Inviolabiles telo Cupidinis.

Immune to Cupid’s dart

Ne dirus te vincat amor, neu foemina mentem
Diripiat magicis artibus ulla tuam:
Bacchica avis praestò tibi motacilla paretur,
Quam quadriradiam circuli in orbe loces:
Ore crucem & cauda, & geminis ut complicet alis.[1]
Tale amuletum carminis omnis erit.
Dicitur hoc Veneris signo Pagasaeus Iason
Phasiacis laedi non potuisse dolis.[2]

To prevent merciless love overcoming you, to prevent any woman plundering your mind with magic arts, provide yourself with a wagtail, bird of Bacchus. Place it spread four ways within the sphere of a circle, so that it forms the arms of a cross with its beak, tail and paired wings. Such a thing will be an amulet against all magic spells. Through this figure, the gift of Venus, it is said that Jason of Pagasae became immune to the wiles of Phasis.

Link to an image of this page  Link to an image of this page  [E7r p77]

Estre invincible du dard
de Cupido.

Si aux statuz anciens crois,
Amour perd son enchantement:
Quand tu metz deux cercles en croix,
Ou balequeue soit droictement:
Queue & bec aux croix justement,
Qui est contre ars faulx guerison:
Et dont evita le tourment
De Medee le saige Jason.

Notes:

1.  These lines describe the rhombos, a device used in casting love-spells. The bird usually employed was a wryneck, associated with Bacchus, possibly because of its dappled markings. (Cf. the dappled fawns associated with the god.) The wagtail seems to have been confused with the wryneck in folk belief.
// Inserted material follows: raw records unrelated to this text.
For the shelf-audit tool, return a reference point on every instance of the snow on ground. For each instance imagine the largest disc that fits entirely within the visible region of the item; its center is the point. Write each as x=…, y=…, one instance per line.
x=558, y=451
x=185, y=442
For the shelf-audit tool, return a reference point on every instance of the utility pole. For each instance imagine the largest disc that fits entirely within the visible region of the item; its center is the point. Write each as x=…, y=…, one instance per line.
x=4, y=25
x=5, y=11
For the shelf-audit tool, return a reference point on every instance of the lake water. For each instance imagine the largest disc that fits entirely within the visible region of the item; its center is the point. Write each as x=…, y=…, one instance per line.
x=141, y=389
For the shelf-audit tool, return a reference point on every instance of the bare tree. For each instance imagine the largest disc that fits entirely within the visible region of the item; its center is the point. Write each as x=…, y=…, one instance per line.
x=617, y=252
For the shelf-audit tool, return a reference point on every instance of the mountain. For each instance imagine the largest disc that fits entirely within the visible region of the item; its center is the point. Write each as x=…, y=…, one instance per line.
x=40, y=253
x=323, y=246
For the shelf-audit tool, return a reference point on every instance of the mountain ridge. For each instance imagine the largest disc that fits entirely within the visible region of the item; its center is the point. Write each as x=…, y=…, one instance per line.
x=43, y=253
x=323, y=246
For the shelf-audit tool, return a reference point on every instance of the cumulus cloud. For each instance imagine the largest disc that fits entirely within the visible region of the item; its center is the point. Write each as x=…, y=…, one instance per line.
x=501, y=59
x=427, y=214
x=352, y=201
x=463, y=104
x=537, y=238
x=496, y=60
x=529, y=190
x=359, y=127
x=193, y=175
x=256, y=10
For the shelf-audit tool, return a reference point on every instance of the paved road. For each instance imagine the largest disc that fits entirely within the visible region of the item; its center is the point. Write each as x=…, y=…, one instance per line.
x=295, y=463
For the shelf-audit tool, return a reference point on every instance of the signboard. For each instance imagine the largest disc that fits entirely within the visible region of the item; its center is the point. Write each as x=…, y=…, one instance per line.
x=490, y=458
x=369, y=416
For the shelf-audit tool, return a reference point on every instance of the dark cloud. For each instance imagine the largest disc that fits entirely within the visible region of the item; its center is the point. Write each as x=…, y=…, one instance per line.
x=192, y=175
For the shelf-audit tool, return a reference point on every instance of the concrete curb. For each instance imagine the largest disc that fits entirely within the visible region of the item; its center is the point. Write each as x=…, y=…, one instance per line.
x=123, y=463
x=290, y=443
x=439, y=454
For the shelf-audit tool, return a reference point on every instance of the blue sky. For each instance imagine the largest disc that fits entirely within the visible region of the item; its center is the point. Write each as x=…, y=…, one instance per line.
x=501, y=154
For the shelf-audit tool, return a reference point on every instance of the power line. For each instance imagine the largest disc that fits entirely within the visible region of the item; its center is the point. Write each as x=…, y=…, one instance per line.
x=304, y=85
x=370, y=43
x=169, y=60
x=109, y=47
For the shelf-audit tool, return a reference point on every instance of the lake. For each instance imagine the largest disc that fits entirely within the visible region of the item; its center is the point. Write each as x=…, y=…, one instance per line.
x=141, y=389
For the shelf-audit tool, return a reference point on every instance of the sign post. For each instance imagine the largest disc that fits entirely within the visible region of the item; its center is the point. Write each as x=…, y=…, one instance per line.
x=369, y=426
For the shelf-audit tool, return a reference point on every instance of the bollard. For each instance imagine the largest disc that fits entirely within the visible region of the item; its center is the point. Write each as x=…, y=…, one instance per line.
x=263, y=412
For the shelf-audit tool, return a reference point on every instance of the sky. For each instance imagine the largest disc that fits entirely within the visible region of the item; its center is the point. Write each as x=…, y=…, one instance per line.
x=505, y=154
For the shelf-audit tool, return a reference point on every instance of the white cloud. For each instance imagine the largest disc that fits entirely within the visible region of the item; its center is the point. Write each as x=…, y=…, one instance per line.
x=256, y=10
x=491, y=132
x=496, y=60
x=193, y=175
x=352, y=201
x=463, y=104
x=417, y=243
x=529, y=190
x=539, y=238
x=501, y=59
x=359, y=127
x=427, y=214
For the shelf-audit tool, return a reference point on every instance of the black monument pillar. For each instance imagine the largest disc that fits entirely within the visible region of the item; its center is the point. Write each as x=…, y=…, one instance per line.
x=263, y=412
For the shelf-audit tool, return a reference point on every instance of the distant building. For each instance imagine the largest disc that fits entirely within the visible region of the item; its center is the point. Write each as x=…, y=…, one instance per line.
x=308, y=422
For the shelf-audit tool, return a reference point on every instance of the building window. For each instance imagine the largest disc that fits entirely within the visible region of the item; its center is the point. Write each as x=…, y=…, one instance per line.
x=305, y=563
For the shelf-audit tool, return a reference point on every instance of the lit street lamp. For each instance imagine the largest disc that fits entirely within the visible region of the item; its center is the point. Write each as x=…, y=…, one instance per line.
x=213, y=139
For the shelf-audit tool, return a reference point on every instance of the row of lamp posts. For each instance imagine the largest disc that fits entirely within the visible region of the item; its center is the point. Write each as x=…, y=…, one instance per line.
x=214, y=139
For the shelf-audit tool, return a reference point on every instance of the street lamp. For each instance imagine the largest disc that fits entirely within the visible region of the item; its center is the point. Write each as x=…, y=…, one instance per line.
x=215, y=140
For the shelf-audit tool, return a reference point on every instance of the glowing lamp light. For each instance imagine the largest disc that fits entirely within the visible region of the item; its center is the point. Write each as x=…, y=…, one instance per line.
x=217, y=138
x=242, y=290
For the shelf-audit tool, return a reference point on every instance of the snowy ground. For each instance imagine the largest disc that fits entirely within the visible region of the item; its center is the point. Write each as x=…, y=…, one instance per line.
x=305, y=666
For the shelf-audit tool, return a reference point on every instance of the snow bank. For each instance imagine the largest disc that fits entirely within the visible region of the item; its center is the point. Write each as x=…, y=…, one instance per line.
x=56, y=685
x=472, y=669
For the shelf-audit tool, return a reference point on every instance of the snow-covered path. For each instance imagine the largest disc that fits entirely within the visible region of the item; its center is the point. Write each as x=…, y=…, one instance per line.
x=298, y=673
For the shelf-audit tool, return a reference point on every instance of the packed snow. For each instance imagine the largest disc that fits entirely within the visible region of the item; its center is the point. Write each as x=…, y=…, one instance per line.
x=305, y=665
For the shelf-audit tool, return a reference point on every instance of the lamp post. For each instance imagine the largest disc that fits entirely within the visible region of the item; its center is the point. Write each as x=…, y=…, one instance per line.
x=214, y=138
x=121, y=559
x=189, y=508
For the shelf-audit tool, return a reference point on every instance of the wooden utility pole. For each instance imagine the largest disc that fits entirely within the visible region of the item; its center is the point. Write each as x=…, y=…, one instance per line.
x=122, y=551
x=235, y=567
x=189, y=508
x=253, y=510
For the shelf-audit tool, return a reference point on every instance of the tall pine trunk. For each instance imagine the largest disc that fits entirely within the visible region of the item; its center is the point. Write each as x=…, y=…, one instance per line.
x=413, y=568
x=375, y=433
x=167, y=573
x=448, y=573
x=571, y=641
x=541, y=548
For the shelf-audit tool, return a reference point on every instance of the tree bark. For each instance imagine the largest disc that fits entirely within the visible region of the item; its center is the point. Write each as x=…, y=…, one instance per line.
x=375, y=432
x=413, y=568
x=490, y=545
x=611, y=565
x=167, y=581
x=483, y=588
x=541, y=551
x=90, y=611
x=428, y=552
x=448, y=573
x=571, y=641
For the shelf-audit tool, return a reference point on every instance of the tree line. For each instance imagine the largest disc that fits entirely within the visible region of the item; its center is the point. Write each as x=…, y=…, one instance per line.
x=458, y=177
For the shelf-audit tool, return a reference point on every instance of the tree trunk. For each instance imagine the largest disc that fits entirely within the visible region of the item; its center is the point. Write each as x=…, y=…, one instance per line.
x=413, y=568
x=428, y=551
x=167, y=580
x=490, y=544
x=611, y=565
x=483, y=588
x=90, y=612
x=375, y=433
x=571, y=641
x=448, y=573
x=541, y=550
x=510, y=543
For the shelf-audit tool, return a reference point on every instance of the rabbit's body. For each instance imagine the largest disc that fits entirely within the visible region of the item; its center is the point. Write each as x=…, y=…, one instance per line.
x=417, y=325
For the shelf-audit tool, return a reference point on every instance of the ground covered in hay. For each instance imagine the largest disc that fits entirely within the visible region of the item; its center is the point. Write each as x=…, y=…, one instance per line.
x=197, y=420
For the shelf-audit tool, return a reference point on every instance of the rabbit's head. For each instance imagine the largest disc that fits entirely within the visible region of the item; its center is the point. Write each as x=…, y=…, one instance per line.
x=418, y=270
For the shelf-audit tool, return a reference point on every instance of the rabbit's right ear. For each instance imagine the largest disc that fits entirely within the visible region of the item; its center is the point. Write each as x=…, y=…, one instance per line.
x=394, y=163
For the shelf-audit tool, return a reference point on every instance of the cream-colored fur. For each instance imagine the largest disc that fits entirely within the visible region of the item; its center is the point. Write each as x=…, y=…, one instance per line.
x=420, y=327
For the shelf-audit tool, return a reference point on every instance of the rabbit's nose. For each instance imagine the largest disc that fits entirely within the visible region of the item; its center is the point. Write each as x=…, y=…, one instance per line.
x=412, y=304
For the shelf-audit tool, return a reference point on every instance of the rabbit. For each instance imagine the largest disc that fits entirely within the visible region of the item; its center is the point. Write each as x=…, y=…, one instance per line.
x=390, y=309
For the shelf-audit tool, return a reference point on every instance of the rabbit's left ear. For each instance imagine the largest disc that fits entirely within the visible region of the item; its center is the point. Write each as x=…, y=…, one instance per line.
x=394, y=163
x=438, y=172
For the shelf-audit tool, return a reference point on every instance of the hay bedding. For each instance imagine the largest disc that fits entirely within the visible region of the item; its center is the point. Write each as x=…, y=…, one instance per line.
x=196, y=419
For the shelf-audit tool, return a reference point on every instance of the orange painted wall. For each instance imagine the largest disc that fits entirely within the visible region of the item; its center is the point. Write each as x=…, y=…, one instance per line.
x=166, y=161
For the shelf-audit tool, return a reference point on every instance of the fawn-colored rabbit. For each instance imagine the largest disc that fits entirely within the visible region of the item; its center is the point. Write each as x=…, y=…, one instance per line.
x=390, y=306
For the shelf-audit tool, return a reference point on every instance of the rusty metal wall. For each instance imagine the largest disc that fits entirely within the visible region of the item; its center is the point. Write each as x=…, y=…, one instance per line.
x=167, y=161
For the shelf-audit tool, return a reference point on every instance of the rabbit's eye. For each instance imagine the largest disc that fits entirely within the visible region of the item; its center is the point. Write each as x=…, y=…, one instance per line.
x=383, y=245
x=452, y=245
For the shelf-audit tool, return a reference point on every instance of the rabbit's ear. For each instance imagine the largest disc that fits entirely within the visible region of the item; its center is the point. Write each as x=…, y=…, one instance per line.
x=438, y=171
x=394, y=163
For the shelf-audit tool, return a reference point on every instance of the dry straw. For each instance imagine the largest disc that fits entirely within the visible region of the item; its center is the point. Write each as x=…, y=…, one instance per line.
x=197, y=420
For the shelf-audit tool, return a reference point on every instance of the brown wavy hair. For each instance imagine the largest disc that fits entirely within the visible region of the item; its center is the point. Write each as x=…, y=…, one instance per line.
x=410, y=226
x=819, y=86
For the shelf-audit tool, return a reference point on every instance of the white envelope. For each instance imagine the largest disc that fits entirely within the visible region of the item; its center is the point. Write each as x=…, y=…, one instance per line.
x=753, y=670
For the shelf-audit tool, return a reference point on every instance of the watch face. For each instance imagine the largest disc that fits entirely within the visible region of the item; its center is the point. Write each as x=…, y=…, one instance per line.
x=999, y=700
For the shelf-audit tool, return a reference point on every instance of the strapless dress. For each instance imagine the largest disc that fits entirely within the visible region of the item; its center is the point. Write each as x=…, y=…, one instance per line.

2.  Pagasa (or Pagasae) was the place in Thessaly where the ship Argo was built, in which the Argonauts, led by Jason, sailed to Colchis in the region round the river Phasis to fetch the Golden Fleece. In this and in other tasks imposed on them by the king of Phasis they were helped by the sorceress Medea, daughter of the king. Instructed by Venus, Jason used the rhombos to cause Medea to fall in love with him and so use her spells to help, not harm, him. See Pindar, Pythian Odes 4.216ff.